Desire Kagabo, the Rwanda Climate Services for Agriculture Project Coordinator, accepts the 2018 Climate-Smart Agriculture Project of the Year Award in Nairobi. Photo supplied by AIDF.

IRI has helped Meteo Rwanda, the country’s national weather service, produce one of the most advanced suites of online climate information tools and products for agricultural decision makers available in Sub-Saharan Africa. Through its Enhancing National Climate Services (ENACTS) initiative, IRI worked with  Meteo Rwanda to fill gaps in its historical climate records and create a high-resolution data set going back more than thirty years.

Now, the project team is working with other Rwandan partners to integrate the newly available climate products into the country’s national agricultural extension service, by training extension staff and volunteer farmers in a process known as Participatory Integrated Climate Services for Agriculture (PICSA).

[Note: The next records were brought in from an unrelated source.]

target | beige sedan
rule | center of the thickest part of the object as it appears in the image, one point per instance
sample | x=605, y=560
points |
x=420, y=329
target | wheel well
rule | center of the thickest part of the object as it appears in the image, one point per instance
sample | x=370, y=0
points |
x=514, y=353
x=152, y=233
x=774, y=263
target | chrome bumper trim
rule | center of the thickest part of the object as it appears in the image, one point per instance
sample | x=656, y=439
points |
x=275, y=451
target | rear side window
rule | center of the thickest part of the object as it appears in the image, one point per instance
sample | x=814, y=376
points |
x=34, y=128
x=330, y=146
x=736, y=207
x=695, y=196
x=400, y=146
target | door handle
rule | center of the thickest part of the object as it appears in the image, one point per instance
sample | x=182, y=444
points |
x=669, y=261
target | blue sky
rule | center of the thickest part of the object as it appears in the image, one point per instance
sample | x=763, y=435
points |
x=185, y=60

The trained personnel have so far led 75,000 farmers through the process of understanding local historical and forecast climate information and incorporating it into their farm and livelihood planning.

“Our collective work benefits from a particularly strong set of government and local and international partners and generous support from USAID at the level needed to strengthen Rwanda’s capacity to produce, deliver and use climate services,” says Hansen. “This investment of human and financial resources, and innovative solutions such as ENACTS and PICSA, have made it possible to make things that have previously only been demonstrated a pilot scale work for farmers on a national scale.”